El Ministerio de Igualdad y Equidad fue oficializado en liquidación, de acuerdo con la información publicada por La Silla Vacía. La denominación que aparece en los documentos ahora es "Ministerio de Igualdad y Equidad en Liquidación", un cambio administrativo que marca el inicio formal del cierre de la entidad.
La liquidación de un ministerio implica el cese ordenado de sus funciones, la finalización de contratos y la reasignación o retiro del personal que allí laboraba. El proceso se rige por normas de la administración pública que buscan garantizar el debido manejo de los bienes, archivos y obligaciones pendientes de la entidad que desaparece.
Ante esta decisión, empleados del Ministerio de Igualdad y Equidad se movilizaron hasta las instalaciones del Dapre, en Bogotá, donde pidieron respuestas sobre su futuro. La protesta se produjo en un contexto de incertidumbre sobre si serán reubicados en otras entidades o si deberán acogerse a procesos de retiro, según expuso el personal en su reclamo.
El Ministerio de Igualdad y Equidad había sido creado como una de las apuestas centrales de la administración anterior con el propósito de articular políticas para reducir las desigualdades entre los ciudadanos. Su liquidación implica que las funciones que tenía asignadas deberán ser asumidas por otras dependencias del Estado o simplemente dejadas de ejercer.
La decisión de cerrar ministerios o entidades del orden nacional es una potestad del Gobierno, que puede reorganizar su estructura para ajustar el gasto público o reorientar prioridades. Este tipo de procesos suele acompañarse de decretos que definen los plazos, los responsables de la liquidación y los mecanismos de transición para el personal vinculado.
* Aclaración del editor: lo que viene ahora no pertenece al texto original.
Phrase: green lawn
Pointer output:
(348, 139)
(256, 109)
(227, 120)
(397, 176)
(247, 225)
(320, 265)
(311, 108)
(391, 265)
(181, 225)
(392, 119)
Para los trabajadores, la principal preocupación es el desconocimiento sobre las condiciones de su salida. En casos similares, la ley contempla opciones como la reasignación en cargos equivalentes, el reconocimiento de indemnizaciones o el acceso a programas de retiro voluntario, aunque cada proceso depende de lo que se negocie entre los servidores y las autoridades competentes.
El impacto también alcanza a los ciudadanos que se beneficiaban de los programas o líneas de atención que ofrecía el Ministerio de Igualdad y Equidad. Mientras se concreta la liquidación, los usuarios y beneficiarios de estas políticas deberán esperar a que otra entidad asuma la continuidad de los servicios o a que se determine su terminación definitiva.
La protesta en el Dapre refleja la presión de los empleados por obtener una respuesta oficial sobre su situación. Hasta el momento, según lo reportado por La Silla Vacía, no se ha detallado públicamente un cronograma claro que establezca fechas, rutas de transición ni garantías laborales para quienes trabajaron en la entidad.
Queda pendiente conocer los términos del decreto de liquidación, las decisiones sobre el personal y el destino de los programas que estaban en marcha. La situación seguirá siendo seguida de cerca tanto por los empleados involucrados como por las comunidades que dependían de la oferta institucional del ministerio.
La fuente consultada para esta nota es La Silla Vacía, que reportó tanto la liquidación del Ministerio de Igualdad y Equidad como la marcha de los empleados hacia el Dapre en busca de claridad sobre su futuro laboral.